Tuesday, November 1, 2011

YQL: All the Data you can Eat

I love SQL and I love data. Just give me a database and some SQL and I'll analyse the bejeesuz out of it. I also like flexible interfaces. YQL provides all of this. The Yahoo Query Language is basically 2 things:
  1. A huge data source
  2. An easy query language which resembles SQL
  3. Standardized output format (JSON or XML)
OK, that was 3 things but I'm not going back to change my assertion just because I thought of an extra thing whilst typing. And, speaking of inaccuracies, I saaay "data source" but actually it's mostly just passing on data it gets from elsewhere. Let's dive in:

Say you wanna query an RSS feed:
SELECT * FROM rss WHERE url = 'http://sports.yahoo.com/top/rss.xml'

This will return the RSS items from the Yahoo! sports site. You can of course specify multiple feeds using IN (url1, url2) and you can also sort (example).

You can query weather, flickr for photos, find restaurants in San Francisco , list music videos ... I think you get the picture.

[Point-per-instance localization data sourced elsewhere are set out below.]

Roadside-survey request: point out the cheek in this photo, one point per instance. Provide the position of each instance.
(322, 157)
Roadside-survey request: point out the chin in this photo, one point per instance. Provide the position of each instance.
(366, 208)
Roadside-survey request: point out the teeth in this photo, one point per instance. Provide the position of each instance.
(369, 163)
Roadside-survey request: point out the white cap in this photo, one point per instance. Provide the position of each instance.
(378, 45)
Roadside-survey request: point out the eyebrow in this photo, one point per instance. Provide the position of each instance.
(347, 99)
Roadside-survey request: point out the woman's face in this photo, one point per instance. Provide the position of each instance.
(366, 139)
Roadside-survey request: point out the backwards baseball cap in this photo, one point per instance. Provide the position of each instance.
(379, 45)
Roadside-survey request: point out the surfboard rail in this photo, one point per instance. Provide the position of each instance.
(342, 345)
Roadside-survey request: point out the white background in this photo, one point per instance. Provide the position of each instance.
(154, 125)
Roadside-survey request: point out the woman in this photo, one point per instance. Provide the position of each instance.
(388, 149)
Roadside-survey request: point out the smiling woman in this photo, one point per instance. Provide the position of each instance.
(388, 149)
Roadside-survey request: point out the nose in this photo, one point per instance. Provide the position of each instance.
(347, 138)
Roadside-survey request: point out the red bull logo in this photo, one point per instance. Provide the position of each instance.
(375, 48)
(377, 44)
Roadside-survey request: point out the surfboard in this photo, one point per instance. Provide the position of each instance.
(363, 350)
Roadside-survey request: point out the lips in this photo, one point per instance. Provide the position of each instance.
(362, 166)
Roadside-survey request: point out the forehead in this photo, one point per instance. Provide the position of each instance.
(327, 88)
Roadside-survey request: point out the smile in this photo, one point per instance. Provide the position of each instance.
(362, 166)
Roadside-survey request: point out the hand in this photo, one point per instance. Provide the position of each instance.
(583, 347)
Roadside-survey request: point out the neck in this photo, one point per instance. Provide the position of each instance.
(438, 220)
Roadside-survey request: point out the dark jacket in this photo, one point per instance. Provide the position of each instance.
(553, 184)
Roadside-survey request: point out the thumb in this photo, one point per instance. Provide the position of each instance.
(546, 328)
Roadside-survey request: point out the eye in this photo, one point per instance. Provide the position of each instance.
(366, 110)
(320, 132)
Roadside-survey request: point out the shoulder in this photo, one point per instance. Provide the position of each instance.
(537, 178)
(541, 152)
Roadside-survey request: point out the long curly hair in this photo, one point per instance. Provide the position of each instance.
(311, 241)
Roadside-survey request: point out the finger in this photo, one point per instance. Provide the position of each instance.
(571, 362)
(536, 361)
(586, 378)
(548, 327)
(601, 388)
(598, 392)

There is also the YQL Console, a place to test out your queries. It will generate the link which you can then use in your applications to query data. As you will see, you can specify the output format as XML or JSON:
http://query.yahooapis.com/v1/public/yql?q=select%20*%20from%20geo.oceans&format=json&callback=showOceans

The callback function wraps your data in a javascript function which means you just AJAX the URL above and your callback function will automatically be executed.

Finally the really gr8 thing about YQL is that it's free and it's cross-domain compatible. If you've ever made an application which fetches data from a different domain you'll know of the issues involved. Modern browsers just don't allow it unless the server says it's OK. YQL always adds the "it's OK header" (Access-Control-Allow-Origin: *) which means it damn well works. Very nice of dem folks at Yahoo!.

Finally, the other of the final 3 great things is that you can literally query (scrape) any web page on the, er, web. You can query normal HTML pages or XHTML or XML sources.

Coming soon, my jQuery Mobile RSS Reader app which uses YQL and Local Storage to save your RSS.